Unless, of course, Bob Dylan is singing the Great American Songbook. All of the songs on Shadows In The Night were at some point recorded by Frank Sinatra, which is not really a tremendous revelation given Sinatra’s ubiquity. What is tremendous is how these songs are performed as though there were some long-lost pact between Ol’ Blue Eyes and the Voice of a Generation. Classics such as I’m a Fool to Want You and Full Moon and Empty Arms have been buried under the weight of additional recordings, alternate renditions, and rearrangements, but through Dylan’s husky croon, we re-encounter the eternal spark that made these songs endure.

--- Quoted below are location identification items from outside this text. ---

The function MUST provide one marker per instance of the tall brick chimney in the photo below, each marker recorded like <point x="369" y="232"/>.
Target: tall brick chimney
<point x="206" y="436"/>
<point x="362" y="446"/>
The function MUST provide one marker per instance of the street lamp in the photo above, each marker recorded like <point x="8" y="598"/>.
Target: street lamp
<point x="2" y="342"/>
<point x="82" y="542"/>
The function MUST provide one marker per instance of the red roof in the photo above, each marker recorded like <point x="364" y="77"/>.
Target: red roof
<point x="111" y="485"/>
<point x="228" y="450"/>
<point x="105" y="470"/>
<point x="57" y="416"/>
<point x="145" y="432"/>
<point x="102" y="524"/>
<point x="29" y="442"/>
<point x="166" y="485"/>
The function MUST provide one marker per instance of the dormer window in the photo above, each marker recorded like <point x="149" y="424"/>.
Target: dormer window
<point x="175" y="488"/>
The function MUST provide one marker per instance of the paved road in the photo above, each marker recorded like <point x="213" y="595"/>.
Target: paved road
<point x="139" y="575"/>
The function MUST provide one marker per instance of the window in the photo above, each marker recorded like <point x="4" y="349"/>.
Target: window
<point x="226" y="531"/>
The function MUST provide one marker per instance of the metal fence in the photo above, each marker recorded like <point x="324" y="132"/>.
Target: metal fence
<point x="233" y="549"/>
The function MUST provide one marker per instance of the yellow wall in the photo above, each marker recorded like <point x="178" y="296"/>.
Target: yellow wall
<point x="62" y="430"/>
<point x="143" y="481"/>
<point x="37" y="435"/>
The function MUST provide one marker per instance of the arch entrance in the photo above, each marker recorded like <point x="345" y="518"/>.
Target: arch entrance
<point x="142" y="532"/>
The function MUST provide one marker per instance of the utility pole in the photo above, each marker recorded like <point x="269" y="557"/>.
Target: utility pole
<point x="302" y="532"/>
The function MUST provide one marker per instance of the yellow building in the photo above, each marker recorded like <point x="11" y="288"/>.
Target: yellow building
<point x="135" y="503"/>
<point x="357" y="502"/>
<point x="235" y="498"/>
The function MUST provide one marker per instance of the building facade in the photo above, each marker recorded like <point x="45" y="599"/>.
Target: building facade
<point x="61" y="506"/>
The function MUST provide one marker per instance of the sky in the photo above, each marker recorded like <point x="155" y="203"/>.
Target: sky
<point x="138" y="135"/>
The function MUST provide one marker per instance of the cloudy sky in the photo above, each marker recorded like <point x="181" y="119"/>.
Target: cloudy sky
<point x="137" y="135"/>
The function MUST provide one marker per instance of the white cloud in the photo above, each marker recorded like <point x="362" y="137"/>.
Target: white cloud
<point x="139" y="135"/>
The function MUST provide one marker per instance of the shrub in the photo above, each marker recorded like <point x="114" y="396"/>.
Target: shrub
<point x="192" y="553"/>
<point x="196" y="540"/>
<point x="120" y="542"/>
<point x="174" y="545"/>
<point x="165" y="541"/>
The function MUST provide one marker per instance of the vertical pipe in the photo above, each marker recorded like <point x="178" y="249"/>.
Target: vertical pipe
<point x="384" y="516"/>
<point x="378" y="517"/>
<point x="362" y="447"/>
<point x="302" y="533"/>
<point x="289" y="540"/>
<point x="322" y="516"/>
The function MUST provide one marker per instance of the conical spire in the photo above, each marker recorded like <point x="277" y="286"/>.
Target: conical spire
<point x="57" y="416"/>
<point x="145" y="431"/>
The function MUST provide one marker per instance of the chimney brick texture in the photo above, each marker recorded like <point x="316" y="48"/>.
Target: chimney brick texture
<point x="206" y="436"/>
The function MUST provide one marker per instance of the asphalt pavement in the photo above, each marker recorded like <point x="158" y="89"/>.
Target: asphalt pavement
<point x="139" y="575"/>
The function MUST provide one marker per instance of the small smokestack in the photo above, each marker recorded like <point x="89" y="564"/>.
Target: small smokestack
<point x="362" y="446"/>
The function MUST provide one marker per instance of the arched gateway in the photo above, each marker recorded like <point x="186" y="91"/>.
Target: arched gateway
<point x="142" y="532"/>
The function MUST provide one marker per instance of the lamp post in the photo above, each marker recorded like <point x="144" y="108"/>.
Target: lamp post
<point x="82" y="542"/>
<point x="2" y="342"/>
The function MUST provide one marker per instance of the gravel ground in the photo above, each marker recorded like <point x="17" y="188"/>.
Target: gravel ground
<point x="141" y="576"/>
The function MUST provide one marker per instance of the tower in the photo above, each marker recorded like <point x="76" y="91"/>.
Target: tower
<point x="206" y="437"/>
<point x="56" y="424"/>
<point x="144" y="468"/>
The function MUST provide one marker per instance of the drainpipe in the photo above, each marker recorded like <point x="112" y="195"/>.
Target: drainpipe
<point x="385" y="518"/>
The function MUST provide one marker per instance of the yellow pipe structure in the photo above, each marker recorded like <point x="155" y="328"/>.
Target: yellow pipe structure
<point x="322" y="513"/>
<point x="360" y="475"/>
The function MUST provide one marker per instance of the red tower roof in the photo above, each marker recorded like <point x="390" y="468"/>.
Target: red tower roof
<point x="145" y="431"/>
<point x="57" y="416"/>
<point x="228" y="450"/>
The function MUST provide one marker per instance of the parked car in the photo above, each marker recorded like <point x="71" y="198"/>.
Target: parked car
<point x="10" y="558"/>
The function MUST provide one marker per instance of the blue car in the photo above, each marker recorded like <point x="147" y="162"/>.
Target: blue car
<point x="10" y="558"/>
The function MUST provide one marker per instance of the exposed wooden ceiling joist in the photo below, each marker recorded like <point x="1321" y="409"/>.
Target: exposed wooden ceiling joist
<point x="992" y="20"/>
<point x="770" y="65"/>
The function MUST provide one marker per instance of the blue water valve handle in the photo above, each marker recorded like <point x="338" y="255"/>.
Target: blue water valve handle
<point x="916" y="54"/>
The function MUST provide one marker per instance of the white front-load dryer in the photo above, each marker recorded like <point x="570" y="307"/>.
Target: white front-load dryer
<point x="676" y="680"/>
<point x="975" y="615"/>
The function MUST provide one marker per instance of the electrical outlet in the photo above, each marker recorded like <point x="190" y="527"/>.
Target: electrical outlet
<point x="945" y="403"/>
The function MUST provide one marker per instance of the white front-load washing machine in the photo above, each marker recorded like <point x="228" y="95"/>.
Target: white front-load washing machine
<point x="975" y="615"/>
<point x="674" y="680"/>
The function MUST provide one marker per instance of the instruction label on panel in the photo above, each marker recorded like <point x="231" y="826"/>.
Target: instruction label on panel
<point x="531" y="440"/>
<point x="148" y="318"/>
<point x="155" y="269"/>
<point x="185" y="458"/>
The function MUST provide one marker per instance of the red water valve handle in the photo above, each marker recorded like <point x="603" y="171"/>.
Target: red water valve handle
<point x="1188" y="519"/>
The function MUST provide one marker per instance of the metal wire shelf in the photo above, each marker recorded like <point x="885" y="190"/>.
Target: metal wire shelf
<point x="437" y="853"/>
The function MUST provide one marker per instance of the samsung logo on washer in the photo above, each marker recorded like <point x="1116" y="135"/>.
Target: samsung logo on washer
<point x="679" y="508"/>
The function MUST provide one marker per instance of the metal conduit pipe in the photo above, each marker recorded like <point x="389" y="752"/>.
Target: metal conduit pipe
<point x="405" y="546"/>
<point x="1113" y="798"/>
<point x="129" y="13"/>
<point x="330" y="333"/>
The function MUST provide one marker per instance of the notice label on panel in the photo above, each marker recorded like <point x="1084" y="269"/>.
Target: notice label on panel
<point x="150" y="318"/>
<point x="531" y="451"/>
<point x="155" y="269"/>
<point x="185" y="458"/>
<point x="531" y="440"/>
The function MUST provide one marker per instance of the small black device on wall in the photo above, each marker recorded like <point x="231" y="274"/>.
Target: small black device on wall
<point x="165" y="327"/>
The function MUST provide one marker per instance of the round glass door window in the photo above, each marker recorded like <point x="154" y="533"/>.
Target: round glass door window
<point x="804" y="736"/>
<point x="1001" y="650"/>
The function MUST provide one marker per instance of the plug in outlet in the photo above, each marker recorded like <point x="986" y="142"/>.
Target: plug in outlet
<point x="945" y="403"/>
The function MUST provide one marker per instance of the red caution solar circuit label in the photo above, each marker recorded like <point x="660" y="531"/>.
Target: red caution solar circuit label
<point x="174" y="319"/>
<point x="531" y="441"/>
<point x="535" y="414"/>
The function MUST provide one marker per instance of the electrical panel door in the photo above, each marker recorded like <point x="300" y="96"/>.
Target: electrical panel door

The artistry on Shadows In The Night is as sharp as ever, which is a welcome reminder of how Dylan’s songwriting is only half the story. The emotional electricity of his albums stems from his composed and ardent delivery and the sonic poetry of the arrangements surrounding this delivery. On Shadows, the pedal-steel moans and the soft contrast between the brass and Dylan’s restrained baritone amplifies the sadness, the longing, and the yearning inherent in songs that for decades suffered brash, big band-style re-imaginings. Each track is slow-burning, infused with quiet, unrelenting intensity, and yet the recording is over in little more than half an hour.
Shadows In The Night’s appeal lies in its nostalgic versatility. Listen to Stay With Me span the full continuum of heartbreak, from the self-loathing to the redeeming effect of being with the desired desire: ‘’Though I grope and I blunder/ And I'm weak and I'm wrong...Every path leads to thee’’. The horns in That Lucky Old Sun emerge from silence like a rays of light from the titular sun, while Dylan’s voice drips with lament. And for anyone who still hasn’t expunged enough sorrows or lamented enough sins, the atmospheric twang of the pedal-steel in Autumn Leaves twinges with vulnerability in a manner incomprehensible to those who have not understood the condition of lonesomeness.
If Tempest was an epic tapestry of weariness, passion, and moonlit sadness, Shadows In The Night almost sounds like a carefully calculated follow-up. ‘’I’ve got daydreams galore/ cigarette ashes’’, Dylan tunefully murmurs on Why Try To Change Me Now?. Dylan sings of a sense of futility as though he still feels the pull of deferred desires, even now at 73. One thing is certain however—his music remains and meaningful and as vital as ever.